Winter is the decisive moment for any garden design. By now, our blooming flower borders have faded into memory. The eye is no longer engaged or distracted by the bounty of floral color. The deciduous trees and shrubs have been stripped bare. Now, the framework of your garden becomes the dominant feature. This is a good time of year to review your overall garden plan.
If you began your garden with an initial design plan, consider yourself light years ahead of the rest of us. Most gardeners, including me, begin gardening in a flurry of interest and activity. We fall in love with the look of a plant or the idea of brilliant flower color. Later, we try to introduce structure to the accumulation of plants. The result is often a hodgepodge of ideas held together only by the glue of inspiration.
The clarity of winter brings out the skeleton of your garden. In garden design terms, the bones. Paths, walkways, hedges and walls are elements that provide background and form for your planting plan. All must stand on their own merits. A cedar trellis or metal sculpture may be the only vertical element in a winter flower border. The bare branches of a dogwood tree may be the only feature in a sea of lawn.
Use the critical eye of a visitor to see your garden plan clearly. We all know the difference between a project that was planned out well in advance and one that was pulled together at the last minute. On the other hand, many of our most successful projects begin with a simple idea and expand over time. A good basic plan allows for the process of evolution.
No gardener should expect perfection on the first outing. For gardeners making their first or second garden, there is simply too much to know to get everything right. In addition, the ideal garden you desire today will change over time. Like finding the perfect home, you don’t know exactly what you want until you’ve lived through a couple of starters.

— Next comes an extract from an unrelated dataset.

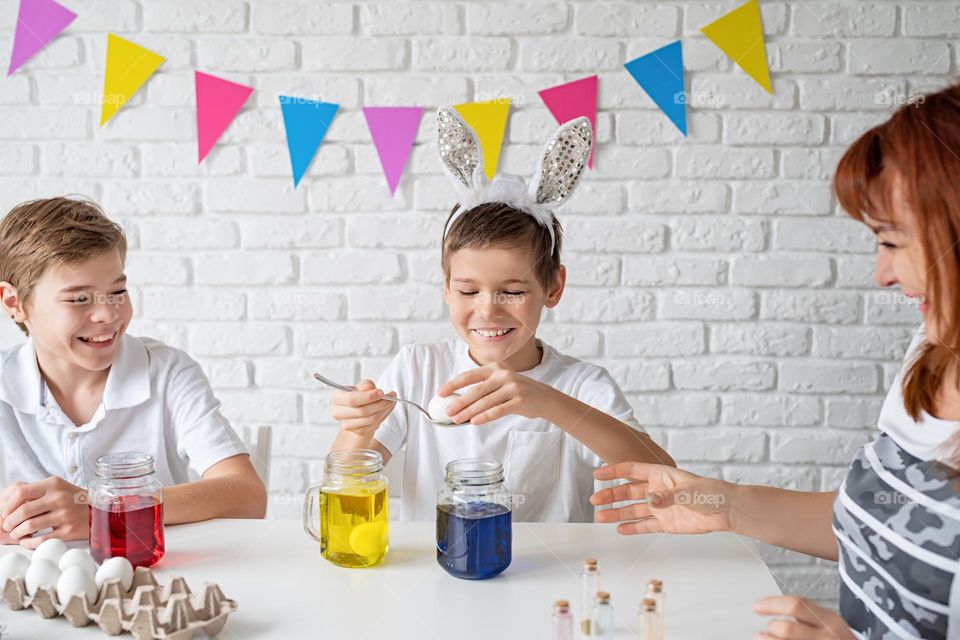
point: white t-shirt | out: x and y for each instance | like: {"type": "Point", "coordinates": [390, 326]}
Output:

Just like a home, what you learn from spending time in a garden is how the traffic flows from one area to another. With time, you will discover your favorite visual nooks, where the sun pools in the morning and where shade seduces you on a summer afternoon. Knowledge comes from experience.
Few plants lend texture, volume and visual depth to a planting design better than evergreens. Evergreen trees form walls and a background. Evergreen shrubs connect the earth and sky and bring your home into scale with your garden. Bold sweeps of evergreen ground covers such as pachysandra or Vinca minor threading through beds and borders are important in unifying the winter garden.
Our first thought of a deciduous tree is the form it takes in midsummer when the crown of the tree is at its fullest. However, in winter, after leaves have fallen and the framework of the tree stands stark against the colorless sky, a deciduous tree has the structural presence to make an impact. Consider the character of your garden plants in all four seasons.
One of the best measures of your garden design is the comfort you feel when you are out in it. If the logic and design of your garden works, you will see it from all different angles. Look for garden views out of house windows. Include ornamental beds and borders in the view from the kitchen and living rooms. Create a small garden room or vignette that can be seen from private rooms of the house, such as the bedroom and bathroom.
Begin with trees, both evergreen and deciduous. Step down to shrubs and ground covers. Later, bring in perennials and annuals for additional color and texture. It’s like adding pillows to a large sofa or pictures to painted walls. The strength of your garden relies on the basic plan. Visual interest changes with the addition of seasonal plantings.
One goal in garden design is to create a space that is beautiful and pleasing to the senses in all seasons. A successful garden will also reflect your personality. Whether sleeping under a blanket of snow in deepest winter or exploding with extravagant fragrance in summer, a fabulous garden will engage all of your senses. Best of all, the sight, smell, sound, and feel of your own garden is entirely up to you. Begin with a simple plan and then make it what you will.